Different forms of hybrid models have been proposed, discussing their advantages and disadvantages.

The split model shows some promising benefits. Public inventory can be increased while part of the cord blood is stored for private use only. However, the success of this model largely depends on the development of in-vitro expansion techniques, which are currently still the subject of research.

The sequential model, on the other hand, provides parents with the opportunity to store their child’s cord blood without being reduced in quantity while they can still decide to release the unit for altruistic donation, if needed.

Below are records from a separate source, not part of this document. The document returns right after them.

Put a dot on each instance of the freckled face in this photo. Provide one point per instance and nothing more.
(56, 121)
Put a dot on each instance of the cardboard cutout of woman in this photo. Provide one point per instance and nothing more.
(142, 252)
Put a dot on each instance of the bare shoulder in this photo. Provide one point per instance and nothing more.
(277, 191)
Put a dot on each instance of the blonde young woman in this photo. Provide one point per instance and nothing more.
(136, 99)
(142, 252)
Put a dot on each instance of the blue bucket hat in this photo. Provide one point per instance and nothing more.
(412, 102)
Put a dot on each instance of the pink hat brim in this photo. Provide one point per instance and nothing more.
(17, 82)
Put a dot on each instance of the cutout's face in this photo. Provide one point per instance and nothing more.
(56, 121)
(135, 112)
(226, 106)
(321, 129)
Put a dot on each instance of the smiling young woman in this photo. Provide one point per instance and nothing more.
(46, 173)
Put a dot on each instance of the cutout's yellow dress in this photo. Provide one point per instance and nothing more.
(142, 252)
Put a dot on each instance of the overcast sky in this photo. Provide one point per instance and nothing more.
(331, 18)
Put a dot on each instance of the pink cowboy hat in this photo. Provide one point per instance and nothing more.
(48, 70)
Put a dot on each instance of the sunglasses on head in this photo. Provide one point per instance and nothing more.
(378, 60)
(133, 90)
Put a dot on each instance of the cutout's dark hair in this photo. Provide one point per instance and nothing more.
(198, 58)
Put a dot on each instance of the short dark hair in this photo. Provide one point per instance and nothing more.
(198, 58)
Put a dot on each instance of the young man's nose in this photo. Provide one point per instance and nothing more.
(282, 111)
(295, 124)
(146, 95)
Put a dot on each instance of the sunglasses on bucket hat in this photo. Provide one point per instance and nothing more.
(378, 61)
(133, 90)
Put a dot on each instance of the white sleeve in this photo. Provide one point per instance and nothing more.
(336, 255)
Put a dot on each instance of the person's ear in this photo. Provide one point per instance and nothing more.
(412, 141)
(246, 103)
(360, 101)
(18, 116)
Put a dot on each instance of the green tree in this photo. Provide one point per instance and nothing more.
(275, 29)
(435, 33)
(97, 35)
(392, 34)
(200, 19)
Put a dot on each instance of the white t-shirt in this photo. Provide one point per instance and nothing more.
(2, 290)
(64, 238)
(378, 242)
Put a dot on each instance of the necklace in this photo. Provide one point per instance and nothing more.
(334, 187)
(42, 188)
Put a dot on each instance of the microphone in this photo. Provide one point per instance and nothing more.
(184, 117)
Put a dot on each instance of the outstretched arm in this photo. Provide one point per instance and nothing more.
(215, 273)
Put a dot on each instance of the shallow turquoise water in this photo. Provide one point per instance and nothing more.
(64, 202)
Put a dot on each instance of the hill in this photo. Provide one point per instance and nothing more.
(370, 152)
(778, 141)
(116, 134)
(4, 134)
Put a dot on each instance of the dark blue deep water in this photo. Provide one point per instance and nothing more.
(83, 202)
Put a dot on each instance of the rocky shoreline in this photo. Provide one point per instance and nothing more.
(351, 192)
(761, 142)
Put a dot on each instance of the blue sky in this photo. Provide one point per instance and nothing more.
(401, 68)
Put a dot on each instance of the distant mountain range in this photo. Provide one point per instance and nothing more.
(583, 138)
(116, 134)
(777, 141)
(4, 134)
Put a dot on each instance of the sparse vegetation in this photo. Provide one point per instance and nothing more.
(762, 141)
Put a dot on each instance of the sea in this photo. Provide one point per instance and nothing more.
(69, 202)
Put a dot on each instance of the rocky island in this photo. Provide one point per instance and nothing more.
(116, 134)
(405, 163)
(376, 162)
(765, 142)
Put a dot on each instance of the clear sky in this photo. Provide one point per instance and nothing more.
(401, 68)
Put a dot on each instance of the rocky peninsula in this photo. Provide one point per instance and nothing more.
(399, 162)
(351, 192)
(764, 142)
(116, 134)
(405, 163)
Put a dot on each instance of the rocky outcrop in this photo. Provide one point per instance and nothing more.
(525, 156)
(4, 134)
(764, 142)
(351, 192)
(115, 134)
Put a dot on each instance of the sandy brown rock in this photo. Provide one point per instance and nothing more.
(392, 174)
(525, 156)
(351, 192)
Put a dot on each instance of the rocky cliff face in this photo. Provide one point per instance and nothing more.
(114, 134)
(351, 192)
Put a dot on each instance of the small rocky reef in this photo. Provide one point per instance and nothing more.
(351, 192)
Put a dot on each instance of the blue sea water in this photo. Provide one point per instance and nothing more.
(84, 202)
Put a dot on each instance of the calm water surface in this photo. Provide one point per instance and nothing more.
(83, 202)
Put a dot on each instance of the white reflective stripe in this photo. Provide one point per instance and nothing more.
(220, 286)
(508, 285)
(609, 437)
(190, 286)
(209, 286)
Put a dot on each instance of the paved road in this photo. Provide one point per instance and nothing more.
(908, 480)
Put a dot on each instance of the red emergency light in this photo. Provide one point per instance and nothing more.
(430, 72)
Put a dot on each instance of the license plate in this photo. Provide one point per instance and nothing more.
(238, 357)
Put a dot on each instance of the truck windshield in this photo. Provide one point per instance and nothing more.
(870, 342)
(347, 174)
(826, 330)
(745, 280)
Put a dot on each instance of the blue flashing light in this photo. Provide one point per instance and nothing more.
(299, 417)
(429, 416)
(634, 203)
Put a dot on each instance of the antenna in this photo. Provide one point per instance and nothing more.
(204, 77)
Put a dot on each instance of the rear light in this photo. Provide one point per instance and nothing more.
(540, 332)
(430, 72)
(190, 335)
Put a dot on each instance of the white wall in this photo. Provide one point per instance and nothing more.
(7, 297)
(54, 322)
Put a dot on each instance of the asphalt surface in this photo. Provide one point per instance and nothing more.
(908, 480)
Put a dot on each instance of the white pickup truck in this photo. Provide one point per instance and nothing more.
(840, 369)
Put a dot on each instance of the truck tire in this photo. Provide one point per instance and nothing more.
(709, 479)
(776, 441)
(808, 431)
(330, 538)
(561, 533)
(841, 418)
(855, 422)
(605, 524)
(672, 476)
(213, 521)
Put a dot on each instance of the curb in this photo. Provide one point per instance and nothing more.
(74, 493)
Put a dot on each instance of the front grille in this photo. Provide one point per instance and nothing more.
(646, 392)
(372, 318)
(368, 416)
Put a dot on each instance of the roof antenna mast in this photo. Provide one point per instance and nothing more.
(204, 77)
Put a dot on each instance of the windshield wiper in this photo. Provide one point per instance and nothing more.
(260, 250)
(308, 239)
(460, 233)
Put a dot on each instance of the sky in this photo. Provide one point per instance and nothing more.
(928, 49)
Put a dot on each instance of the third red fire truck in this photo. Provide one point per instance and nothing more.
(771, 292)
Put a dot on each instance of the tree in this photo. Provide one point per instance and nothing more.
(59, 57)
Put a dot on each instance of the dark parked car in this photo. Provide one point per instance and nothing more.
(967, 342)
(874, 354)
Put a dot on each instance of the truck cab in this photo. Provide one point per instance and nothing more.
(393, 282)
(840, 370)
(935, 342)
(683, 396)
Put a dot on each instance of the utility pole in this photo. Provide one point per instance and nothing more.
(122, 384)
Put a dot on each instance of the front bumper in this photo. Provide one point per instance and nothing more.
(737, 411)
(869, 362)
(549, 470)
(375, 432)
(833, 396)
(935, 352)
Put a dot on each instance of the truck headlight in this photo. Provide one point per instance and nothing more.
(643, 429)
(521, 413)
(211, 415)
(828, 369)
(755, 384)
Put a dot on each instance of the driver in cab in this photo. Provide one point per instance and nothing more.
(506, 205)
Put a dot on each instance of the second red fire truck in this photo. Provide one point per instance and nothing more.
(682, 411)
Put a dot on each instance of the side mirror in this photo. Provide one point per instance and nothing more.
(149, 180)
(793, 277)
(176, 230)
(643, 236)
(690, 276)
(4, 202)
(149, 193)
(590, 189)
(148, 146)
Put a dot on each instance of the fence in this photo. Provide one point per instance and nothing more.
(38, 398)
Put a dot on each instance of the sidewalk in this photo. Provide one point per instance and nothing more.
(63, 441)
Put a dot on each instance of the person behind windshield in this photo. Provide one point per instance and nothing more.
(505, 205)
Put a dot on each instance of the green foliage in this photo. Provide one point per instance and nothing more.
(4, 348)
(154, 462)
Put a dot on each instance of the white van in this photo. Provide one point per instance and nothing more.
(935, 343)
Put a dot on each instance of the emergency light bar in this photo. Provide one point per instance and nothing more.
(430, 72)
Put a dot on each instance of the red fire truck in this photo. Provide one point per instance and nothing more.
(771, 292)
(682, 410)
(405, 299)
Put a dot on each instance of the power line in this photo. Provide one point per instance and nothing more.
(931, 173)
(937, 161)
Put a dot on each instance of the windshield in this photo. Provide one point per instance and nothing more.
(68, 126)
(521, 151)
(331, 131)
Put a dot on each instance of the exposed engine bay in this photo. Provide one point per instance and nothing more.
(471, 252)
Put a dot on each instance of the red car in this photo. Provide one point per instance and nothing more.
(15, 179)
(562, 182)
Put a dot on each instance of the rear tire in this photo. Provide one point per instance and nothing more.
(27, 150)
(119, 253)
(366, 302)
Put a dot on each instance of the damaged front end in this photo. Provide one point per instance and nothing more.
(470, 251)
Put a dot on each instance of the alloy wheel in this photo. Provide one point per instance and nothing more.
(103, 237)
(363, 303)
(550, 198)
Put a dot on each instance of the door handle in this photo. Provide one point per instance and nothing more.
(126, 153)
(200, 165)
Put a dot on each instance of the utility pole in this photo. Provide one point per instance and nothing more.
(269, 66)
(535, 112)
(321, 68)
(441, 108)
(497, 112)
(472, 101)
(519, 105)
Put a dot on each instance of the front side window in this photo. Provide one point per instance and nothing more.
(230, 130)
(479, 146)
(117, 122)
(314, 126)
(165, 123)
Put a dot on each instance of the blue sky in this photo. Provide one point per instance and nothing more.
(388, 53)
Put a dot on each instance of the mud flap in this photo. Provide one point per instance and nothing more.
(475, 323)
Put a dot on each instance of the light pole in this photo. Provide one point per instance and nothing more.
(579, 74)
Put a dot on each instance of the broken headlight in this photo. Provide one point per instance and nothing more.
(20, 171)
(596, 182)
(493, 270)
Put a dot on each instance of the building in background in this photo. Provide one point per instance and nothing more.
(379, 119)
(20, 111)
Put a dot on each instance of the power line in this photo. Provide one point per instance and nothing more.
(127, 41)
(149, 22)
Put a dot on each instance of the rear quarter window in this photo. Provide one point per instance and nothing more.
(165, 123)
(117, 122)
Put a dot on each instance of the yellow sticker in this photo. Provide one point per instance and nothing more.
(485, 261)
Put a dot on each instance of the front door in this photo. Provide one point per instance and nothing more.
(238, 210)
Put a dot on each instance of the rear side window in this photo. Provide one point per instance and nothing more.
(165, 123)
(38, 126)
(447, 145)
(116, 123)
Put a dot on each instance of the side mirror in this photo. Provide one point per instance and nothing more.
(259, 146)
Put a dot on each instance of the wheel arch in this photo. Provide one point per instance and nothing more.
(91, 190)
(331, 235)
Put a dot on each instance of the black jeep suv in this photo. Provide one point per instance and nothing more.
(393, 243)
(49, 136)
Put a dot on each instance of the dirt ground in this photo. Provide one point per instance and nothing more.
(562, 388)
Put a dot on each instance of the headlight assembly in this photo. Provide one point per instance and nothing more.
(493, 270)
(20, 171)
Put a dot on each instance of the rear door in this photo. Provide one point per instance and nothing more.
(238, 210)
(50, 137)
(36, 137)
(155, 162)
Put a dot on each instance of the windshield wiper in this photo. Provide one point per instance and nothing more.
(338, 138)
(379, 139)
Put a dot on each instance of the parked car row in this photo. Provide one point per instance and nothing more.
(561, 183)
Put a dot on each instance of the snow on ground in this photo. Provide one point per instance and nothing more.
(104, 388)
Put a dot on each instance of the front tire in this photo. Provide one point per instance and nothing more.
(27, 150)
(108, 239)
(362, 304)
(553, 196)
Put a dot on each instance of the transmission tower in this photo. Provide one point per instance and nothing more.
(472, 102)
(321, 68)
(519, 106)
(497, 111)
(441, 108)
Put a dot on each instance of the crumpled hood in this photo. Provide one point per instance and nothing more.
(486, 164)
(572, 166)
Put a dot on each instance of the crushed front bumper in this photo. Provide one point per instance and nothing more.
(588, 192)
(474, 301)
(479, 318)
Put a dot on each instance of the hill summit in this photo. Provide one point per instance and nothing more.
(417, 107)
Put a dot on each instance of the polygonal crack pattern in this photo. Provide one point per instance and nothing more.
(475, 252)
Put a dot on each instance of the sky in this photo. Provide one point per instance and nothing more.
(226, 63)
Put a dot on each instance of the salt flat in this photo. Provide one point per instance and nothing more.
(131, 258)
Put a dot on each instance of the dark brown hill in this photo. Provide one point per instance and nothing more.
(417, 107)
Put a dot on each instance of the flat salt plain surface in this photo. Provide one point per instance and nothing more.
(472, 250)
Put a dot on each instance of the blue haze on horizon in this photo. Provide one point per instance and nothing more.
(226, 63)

Hence, a sequential model of hybrid banking seems to be an interesting option in Switzerland. As a prerequisite UCB made available to the public must meet the quality criteria of public banks. In addition, these standards ensure that if used privately, autologous UCBT is of best quality too.

Furthermore, the owners of the cord blood have to be able to be contacted under short notice, to give consent to release the unit in a defined time of period, if a match is found.

All in all, hybrid banking should not be the only banking option. What has become clear, however, is that the simple division between public and private is not adequate anymore.

In summary, it can be concluded that a sequential hybrid banking model has a high potential as an alternative option to the existing banking methods in Switzerland. The ongoing private–public-partnership between Swiss Red Cross and Swiss Stem Cell Biotech is a promising project, eventually leading to the successful introduction of hybrid UCB banking in Switzerland. This model could serve as an example for health care systems around the world.